Companies that had been making cast iron toys and other items began designing and making doorstops that resembled people, animals, flowers and other figures. Five companies were the largest suppliers, and each had a name or logo that was usually molded into the flat back. Look for Bradley and Hubbard’s “B & H” mark; Hubley’s paper label with the name across a circle; and Judd Co.’s mark, “CJO.”
In the 1980s, iron doorstops went for high prices, and hundreds of copies were made and sold in gift shops, antiques events and auctions. Fakes usually have perfect bright paint; a rough texture to the unpainted iron on the back; modern slotted screws; and, if made in two parts, a seam that is not perfectly smooth.
A 12 1/2-inch antique lobster doorstop made early in the early 20th century sold for $1,800 at an Eldred auction in Massachusetts.
I have a bar pin that pictures two clenched hands doing a “fist bump.” The pin is gold-colored metal and has a figural mallet, ax and something that looks like a block on the top.

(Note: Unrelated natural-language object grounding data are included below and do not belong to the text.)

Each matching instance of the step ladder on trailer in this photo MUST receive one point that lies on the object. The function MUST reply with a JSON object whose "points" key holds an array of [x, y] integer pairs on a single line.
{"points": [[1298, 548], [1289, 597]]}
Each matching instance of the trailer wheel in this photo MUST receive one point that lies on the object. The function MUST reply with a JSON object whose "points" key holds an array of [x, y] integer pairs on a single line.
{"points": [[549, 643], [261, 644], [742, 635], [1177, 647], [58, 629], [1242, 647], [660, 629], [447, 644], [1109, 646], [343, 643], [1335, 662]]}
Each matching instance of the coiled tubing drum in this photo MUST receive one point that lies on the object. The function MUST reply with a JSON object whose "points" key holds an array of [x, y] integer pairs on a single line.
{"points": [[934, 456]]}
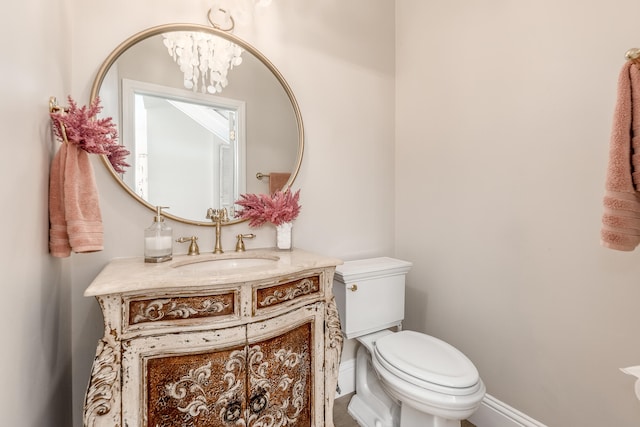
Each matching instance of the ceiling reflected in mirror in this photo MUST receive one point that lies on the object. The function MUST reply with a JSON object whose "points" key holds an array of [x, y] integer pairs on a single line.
{"points": [[198, 141]]}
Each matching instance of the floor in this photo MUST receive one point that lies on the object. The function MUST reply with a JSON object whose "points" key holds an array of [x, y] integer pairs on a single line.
{"points": [[341, 417]]}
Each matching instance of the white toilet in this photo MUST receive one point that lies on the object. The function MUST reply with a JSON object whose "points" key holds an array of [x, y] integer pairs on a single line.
{"points": [[405, 378]]}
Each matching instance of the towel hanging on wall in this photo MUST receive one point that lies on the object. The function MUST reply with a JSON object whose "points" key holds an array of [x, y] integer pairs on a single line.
{"points": [[621, 217], [74, 209]]}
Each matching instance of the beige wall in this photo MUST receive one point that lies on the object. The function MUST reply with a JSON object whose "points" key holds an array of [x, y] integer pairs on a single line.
{"points": [[502, 122], [503, 118], [35, 360]]}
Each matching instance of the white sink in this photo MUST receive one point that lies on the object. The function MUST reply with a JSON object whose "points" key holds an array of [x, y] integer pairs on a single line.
{"points": [[222, 263]]}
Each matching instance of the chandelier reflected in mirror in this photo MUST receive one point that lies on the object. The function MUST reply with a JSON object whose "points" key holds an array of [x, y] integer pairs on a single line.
{"points": [[203, 58]]}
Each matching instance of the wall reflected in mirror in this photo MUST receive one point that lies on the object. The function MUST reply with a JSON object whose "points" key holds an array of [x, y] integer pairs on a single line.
{"points": [[193, 150]]}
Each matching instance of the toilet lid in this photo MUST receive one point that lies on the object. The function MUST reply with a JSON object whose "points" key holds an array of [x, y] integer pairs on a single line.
{"points": [[415, 356]]}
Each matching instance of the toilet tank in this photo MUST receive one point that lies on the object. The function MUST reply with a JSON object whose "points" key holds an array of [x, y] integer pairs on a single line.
{"points": [[370, 294]]}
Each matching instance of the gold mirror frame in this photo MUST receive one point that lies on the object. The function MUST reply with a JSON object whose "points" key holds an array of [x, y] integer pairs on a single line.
{"points": [[153, 31]]}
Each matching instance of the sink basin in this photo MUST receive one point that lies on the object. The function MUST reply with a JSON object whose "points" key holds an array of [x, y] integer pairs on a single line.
{"points": [[225, 264]]}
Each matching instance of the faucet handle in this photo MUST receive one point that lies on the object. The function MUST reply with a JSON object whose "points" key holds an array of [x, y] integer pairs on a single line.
{"points": [[240, 242], [193, 246], [218, 214]]}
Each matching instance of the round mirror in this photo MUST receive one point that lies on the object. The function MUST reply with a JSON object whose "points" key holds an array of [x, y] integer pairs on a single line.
{"points": [[205, 116]]}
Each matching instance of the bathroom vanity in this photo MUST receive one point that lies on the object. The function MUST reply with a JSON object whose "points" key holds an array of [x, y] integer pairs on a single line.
{"points": [[237, 339]]}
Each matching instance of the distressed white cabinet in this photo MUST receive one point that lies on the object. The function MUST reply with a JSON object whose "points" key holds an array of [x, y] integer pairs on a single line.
{"points": [[216, 346]]}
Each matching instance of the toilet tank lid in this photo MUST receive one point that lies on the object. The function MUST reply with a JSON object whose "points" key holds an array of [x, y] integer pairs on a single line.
{"points": [[371, 268]]}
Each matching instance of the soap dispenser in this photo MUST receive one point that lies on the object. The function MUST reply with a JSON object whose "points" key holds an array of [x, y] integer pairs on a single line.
{"points": [[158, 239]]}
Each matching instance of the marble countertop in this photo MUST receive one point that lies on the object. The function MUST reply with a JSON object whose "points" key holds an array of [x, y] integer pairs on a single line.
{"points": [[124, 275]]}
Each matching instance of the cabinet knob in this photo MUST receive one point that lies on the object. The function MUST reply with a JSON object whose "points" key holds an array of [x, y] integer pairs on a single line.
{"points": [[233, 411]]}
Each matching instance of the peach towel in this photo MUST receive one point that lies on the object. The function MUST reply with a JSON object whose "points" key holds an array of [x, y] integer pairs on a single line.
{"points": [[74, 210], [621, 218], [277, 180]]}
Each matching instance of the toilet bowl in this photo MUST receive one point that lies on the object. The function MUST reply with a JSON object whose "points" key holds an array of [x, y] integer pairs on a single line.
{"points": [[404, 378]]}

The hands, with shirt cuffs and part of the jackets showing, are on a white enamel piece attached to the metal. What does it represent?
The log, ax, mallet and wedge are symbols used by two fraternal organizations: the Modern Woodmen of America and WoodmenLife (Woodmen of the World). Joseph Cullen Root founded the Modern Woodmen of America in 1883 in Lyons, Iowa. He resigned after disagreements with other officers and moved to Omaha, where he founded Woodmen of the World. Both organizations are still in existence and provide life insurance and other benefits to members. The fist bump has been found on other unmarked pins that date from the late 1800s or early 1900s.
Furniture, jelly cupboard, softwood, 2 paneled doors over drawer, interior shelves, bracket feet, Pennsylvania, 50 x 50 x 20 inches, $148.
Staffordshire jug, Liverpool transfer, sailor and woman, ship, “What Should Tear Me From the Arms of my Dearest Polly,” 11 inches, $420.
Cane, whale ivory, mushroom form handle, inlaid copper 1877 Liberty coin, faceted stem, figured oak stem, 35 3/4 inches, $600.
Kitchen dipper, coconut shell bowl, carved and inlaid whalebone and wood handle, heart-shaped mount, c. 1850, 13 1/2 inches, $780.
Tip: Check stored items once a year to be sure there is no deterioration or bugs.